Homegrown: The School of the Art Institute in the Permanent Collection

The School of the Art Institute (SAIC) and the Art Institute of Chicago museum have long shared a symbiotic relationship—one institution training artists and the other establishing an encyclopedic collection of works of art for artists and the public alike to study and enjoy. Since the Art Institute’s earliest days, students have enjoyed spending class time in the galleries and have found inspiration in the museum’s collection. Today, the museum is fortunate to count a great deal of works by SAIC alumni among its holdings.
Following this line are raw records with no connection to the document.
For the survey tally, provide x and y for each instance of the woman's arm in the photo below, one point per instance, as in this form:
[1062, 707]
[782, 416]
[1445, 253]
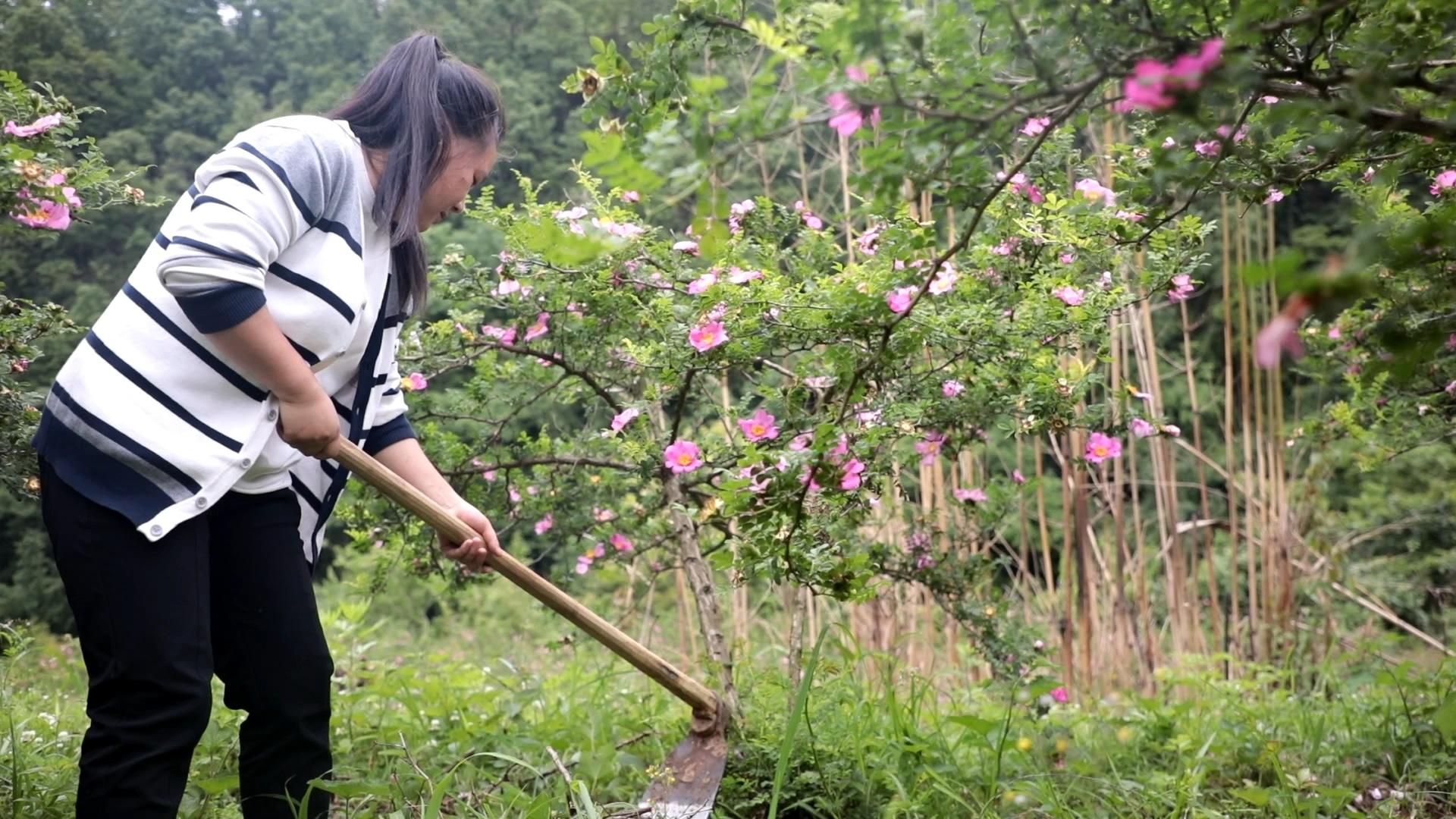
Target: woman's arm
[306, 417]
[410, 463]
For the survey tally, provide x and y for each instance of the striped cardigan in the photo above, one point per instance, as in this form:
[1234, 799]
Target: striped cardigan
[147, 417]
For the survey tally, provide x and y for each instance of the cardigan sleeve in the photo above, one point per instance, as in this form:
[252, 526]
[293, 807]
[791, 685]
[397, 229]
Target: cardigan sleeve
[249, 203]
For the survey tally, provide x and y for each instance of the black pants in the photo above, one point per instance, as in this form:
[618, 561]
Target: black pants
[226, 592]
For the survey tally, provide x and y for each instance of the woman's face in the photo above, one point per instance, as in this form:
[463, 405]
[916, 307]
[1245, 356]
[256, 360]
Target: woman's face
[466, 167]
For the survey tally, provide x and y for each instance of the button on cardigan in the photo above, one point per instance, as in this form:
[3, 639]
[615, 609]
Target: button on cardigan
[149, 419]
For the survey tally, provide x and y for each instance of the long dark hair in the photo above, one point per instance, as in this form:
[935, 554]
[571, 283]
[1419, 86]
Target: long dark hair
[413, 105]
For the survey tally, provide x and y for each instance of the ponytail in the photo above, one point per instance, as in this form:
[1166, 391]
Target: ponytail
[413, 105]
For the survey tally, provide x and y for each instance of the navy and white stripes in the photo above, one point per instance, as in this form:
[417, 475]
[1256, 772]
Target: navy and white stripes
[147, 417]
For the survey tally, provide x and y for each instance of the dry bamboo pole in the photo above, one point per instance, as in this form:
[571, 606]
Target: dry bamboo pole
[1231, 643]
[1247, 435]
[1203, 483]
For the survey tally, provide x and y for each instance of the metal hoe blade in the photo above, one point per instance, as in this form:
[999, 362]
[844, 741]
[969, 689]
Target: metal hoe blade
[689, 780]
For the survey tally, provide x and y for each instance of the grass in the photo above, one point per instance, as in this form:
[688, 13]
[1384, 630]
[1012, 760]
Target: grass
[494, 711]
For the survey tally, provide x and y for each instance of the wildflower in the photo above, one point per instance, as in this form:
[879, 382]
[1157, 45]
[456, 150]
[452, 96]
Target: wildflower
[1101, 447]
[682, 457]
[708, 335]
[900, 297]
[34, 129]
[1069, 295]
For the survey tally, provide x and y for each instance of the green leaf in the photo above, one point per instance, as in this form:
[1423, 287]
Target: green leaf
[1258, 798]
[1445, 719]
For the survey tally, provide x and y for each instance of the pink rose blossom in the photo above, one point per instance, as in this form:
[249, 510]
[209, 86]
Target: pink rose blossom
[702, 283]
[623, 419]
[1069, 295]
[759, 426]
[1101, 447]
[1092, 190]
[34, 129]
[708, 335]
[1183, 287]
[900, 297]
[682, 457]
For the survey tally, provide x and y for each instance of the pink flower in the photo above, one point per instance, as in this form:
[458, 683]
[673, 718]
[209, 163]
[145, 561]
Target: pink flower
[42, 213]
[1280, 335]
[929, 447]
[813, 222]
[708, 335]
[682, 457]
[848, 114]
[1183, 287]
[623, 419]
[539, 328]
[965, 496]
[1101, 447]
[1069, 295]
[1147, 88]
[944, 281]
[34, 129]
[1092, 191]
[702, 283]
[759, 426]
[900, 297]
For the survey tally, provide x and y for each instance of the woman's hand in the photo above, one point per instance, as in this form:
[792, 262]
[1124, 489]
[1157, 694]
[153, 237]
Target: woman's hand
[472, 553]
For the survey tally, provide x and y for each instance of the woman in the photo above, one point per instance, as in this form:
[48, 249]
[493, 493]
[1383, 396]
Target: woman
[184, 447]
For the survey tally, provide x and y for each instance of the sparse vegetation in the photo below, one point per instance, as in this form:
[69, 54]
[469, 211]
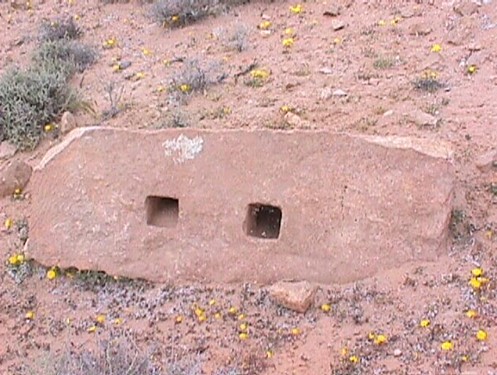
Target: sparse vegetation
[194, 77]
[178, 13]
[32, 97]
[384, 62]
[117, 355]
[59, 29]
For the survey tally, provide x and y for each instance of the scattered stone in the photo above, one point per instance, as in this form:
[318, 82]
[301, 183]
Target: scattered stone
[327, 93]
[326, 70]
[339, 93]
[14, 176]
[295, 121]
[487, 161]
[421, 118]
[466, 8]
[337, 25]
[7, 150]
[67, 123]
[333, 11]
[296, 296]
[420, 29]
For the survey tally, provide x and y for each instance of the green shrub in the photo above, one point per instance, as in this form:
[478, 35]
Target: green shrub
[31, 98]
[34, 96]
[59, 29]
[177, 13]
[117, 355]
[68, 55]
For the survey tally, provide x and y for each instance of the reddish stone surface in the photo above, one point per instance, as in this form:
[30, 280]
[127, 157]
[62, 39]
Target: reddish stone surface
[351, 206]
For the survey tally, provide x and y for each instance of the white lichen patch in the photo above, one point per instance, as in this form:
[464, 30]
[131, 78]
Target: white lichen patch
[183, 148]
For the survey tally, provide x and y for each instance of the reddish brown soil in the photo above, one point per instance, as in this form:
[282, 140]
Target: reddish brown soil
[378, 100]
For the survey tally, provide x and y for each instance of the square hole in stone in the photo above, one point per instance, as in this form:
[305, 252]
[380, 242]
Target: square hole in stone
[263, 221]
[162, 211]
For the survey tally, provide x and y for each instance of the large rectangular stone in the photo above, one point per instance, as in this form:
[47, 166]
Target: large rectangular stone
[235, 205]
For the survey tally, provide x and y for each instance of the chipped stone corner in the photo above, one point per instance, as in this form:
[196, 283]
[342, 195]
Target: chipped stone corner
[182, 148]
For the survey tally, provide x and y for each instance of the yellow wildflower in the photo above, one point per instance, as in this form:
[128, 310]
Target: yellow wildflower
[481, 335]
[296, 9]
[447, 345]
[380, 339]
[288, 42]
[326, 307]
[471, 314]
[472, 69]
[92, 329]
[264, 25]
[8, 223]
[51, 274]
[425, 323]
[354, 359]
[475, 283]
[477, 272]
[110, 43]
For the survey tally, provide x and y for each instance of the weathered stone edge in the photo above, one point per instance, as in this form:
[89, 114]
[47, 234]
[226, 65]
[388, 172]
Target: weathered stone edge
[434, 149]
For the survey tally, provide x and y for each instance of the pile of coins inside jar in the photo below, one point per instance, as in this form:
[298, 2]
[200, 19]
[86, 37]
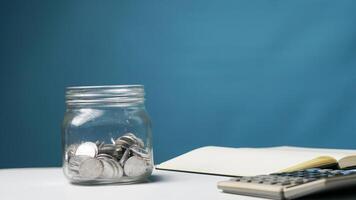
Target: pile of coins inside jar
[124, 157]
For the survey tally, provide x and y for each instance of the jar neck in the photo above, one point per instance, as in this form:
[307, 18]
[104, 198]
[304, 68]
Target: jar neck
[105, 96]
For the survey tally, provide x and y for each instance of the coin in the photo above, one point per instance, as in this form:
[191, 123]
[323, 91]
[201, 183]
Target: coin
[87, 149]
[91, 168]
[127, 140]
[109, 170]
[70, 151]
[138, 151]
[136, 166]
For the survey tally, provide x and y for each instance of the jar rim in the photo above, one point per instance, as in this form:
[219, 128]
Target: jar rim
[104, 86]
[105, 95]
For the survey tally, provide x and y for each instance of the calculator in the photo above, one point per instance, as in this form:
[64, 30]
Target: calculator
[290, 185]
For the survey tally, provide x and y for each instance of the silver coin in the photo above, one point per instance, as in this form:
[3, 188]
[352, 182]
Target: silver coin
[118, 169]
[107, 148]
[87, 149]
[127, 140]
[109, 170]
[139, 151]
[136, 166]
[70, 151]
[91, 168]
[75, 161]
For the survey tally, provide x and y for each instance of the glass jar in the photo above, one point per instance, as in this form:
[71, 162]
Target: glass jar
[106, 135]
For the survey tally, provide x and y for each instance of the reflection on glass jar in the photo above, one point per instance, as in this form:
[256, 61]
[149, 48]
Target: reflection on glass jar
[106, 135]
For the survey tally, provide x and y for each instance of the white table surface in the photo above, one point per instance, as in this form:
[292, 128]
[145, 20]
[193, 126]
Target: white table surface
[50, 183]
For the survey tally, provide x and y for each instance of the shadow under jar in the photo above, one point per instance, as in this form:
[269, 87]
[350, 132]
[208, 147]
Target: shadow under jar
[106, 135]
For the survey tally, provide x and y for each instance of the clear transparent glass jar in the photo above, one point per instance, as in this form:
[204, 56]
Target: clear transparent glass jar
[106, 135]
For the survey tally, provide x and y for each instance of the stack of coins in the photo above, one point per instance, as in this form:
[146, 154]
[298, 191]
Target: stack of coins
[125, 157]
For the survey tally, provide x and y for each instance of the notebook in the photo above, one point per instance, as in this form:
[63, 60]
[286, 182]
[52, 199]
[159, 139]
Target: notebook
[255, 161]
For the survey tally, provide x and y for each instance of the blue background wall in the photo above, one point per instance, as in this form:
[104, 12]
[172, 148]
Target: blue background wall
[231, 73]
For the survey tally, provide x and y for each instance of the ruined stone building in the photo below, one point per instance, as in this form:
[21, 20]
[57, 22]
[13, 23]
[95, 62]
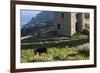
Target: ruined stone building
[68, 23]
[65, 24]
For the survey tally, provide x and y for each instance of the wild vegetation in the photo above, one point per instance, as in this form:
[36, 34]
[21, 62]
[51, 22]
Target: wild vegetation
[58, 49]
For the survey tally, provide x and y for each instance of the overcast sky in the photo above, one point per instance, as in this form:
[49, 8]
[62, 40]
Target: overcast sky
[26, 15]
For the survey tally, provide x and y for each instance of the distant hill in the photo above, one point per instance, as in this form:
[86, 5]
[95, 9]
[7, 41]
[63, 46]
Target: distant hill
[43, 20]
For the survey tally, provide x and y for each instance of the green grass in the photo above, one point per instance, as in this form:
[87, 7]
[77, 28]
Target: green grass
[27, 55]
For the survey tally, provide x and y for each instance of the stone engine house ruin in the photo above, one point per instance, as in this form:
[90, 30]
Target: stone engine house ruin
[68, 23]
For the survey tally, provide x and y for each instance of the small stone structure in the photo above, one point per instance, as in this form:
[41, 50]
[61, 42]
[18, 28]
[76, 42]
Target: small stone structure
[68, 23]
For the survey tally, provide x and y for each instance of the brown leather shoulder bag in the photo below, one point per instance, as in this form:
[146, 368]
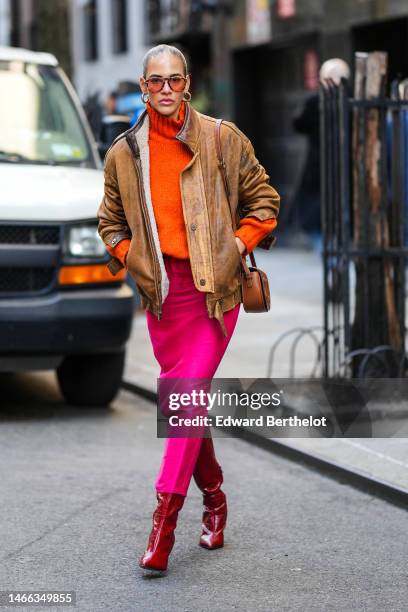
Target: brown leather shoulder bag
[255, 284]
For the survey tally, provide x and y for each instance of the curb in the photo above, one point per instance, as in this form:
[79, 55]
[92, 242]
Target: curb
[332, 469]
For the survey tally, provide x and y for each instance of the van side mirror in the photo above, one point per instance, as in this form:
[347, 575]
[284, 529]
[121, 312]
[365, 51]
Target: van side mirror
[112, 126]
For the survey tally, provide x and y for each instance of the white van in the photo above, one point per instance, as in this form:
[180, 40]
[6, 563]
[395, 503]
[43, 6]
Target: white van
[60, 307]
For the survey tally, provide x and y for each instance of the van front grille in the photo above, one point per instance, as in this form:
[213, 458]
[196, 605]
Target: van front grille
[25, 280]
[29, 234]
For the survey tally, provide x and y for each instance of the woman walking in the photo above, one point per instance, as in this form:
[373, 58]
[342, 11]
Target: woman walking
[165, 217]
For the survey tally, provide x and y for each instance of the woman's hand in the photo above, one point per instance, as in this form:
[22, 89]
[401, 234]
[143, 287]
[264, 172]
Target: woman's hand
[241, 246]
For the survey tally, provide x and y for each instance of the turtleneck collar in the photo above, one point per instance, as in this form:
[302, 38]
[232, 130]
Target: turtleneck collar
[164, 126]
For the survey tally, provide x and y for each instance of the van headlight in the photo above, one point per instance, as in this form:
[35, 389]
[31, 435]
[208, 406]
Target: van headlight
[83, 241]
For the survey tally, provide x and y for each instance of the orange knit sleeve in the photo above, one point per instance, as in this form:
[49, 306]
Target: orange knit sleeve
[251, 231]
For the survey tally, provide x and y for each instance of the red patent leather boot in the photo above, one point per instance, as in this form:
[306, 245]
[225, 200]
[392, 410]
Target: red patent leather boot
[208, 477]
[162, 538]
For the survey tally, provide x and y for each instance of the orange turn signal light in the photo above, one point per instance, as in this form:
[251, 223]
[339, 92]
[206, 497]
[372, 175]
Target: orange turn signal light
[96, 273]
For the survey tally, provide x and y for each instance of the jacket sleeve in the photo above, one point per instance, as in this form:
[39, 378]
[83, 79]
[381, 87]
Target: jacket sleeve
[112, 226]
[257, 198]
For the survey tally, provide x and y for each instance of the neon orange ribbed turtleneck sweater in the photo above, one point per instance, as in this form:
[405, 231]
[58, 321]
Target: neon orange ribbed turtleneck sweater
[168, 157]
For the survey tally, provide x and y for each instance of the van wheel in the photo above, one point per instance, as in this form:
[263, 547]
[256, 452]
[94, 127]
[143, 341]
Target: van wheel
[91, 380]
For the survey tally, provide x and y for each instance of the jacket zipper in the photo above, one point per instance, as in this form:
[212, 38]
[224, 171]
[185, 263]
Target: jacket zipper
[149, 228]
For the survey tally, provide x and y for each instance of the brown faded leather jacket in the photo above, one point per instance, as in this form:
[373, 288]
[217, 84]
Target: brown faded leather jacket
[126, 210]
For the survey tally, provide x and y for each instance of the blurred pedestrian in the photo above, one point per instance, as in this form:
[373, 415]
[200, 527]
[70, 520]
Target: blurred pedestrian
[111, 103]
[169, 223]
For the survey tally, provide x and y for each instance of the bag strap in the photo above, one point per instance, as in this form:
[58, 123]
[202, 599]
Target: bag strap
[223, 167]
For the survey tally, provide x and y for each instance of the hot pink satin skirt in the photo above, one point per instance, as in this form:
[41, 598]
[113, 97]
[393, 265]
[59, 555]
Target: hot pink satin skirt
[186, 344]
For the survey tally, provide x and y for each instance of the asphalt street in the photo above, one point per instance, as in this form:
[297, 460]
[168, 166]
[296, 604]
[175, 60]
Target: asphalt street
[77, 494]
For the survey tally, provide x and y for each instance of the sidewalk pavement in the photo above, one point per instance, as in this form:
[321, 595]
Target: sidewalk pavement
[296, 283]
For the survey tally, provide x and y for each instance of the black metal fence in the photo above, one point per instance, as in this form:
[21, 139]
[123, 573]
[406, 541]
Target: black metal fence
[364, 225]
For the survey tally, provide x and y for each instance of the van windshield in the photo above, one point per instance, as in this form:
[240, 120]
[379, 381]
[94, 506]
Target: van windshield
[38, 119]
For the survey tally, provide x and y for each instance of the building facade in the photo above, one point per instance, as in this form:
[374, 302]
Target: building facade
[107, 44]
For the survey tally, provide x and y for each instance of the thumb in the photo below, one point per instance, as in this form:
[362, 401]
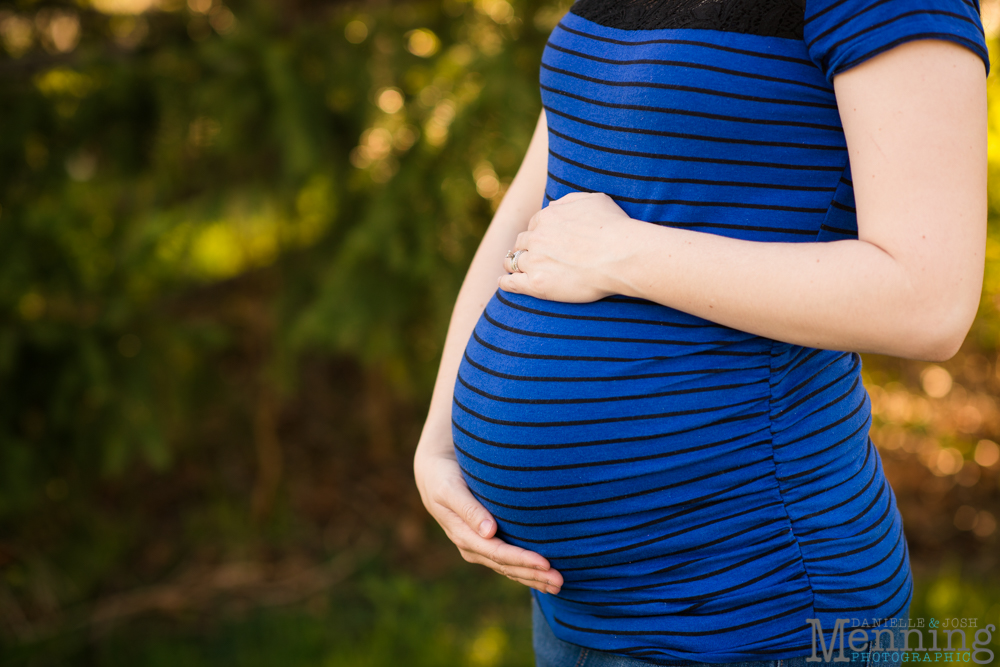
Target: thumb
[472, 512]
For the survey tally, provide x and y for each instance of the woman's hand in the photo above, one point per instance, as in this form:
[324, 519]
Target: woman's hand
[469, 525]
[572, 248]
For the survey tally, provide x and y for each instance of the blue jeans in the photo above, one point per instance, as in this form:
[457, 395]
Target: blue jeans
[550, 651]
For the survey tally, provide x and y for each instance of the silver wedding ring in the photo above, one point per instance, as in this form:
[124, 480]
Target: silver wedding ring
[513, 262]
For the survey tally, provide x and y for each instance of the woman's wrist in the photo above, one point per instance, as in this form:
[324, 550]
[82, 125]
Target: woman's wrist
[622, 272]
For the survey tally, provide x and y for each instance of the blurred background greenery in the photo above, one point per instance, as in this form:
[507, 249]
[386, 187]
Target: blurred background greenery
[231, 235]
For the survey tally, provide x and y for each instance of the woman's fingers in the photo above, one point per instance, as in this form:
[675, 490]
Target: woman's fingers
[546, 582]
[472, 528]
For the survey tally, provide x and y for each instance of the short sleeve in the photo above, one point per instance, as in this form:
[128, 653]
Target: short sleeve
[843, 33]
To celebrate the long association between the museum and the school, Homegrown features approximately 120 objects, primarily works on paper, from the Art Institute’s collection made by artists who attended SAIC. Beginning with the early 20th century and organized by decade, the display presents works by some of the most illustrious SAIC-educated artists while also prominently featuring pieces by those whose tenure at the school has at times been overlooked. Highlights include 20 iconic self-portraits by Ivan Albright (1897–1983), created at the end his career using a variety of drawing and painting media, and a selection of color woodblock prints by Gustave Baumann (1881–1971), a Santa Fe–based artist, designer, and letterpress printer who studied at SAIC as a teenager. Also included are the sketchbooks of Margo Hoff and LeRoy Neiman; Neiman’s drawings of Chicago’s Oak Street Beach, in particular, showcase the glitterati of a period typified by Hugh Hefner’s founding of Playboy in the city in 1953. Pieces by the so-called Monster Roster artists who matured in the late-1940s and early 1950s—including Cosmo Campoli, Leon Golub, and Nancy Spero—and Imagist and Hairy Who artists such as Gladys Nilsson, Suellen Rocca, Sarah Canright, and Christina Ramberg, along with a variety of more recent works, round out the selections. Nilsson’s Big School Picture; Little Paper Mural, commissioned by SAIC to be used as a poster advertising the school, serves as a particularly witty, beautiful example of the artist’s work in its maturity.

That the school has produced such a range and wealth of talented artists over the years and that the museum has been able to acquire so much of this work to share are truly causes for celebration. The Art Institute of Chicago invites you to experience and explore the best of Chicago’s very own—works by artists “homegrown” here on Michigan Avenue.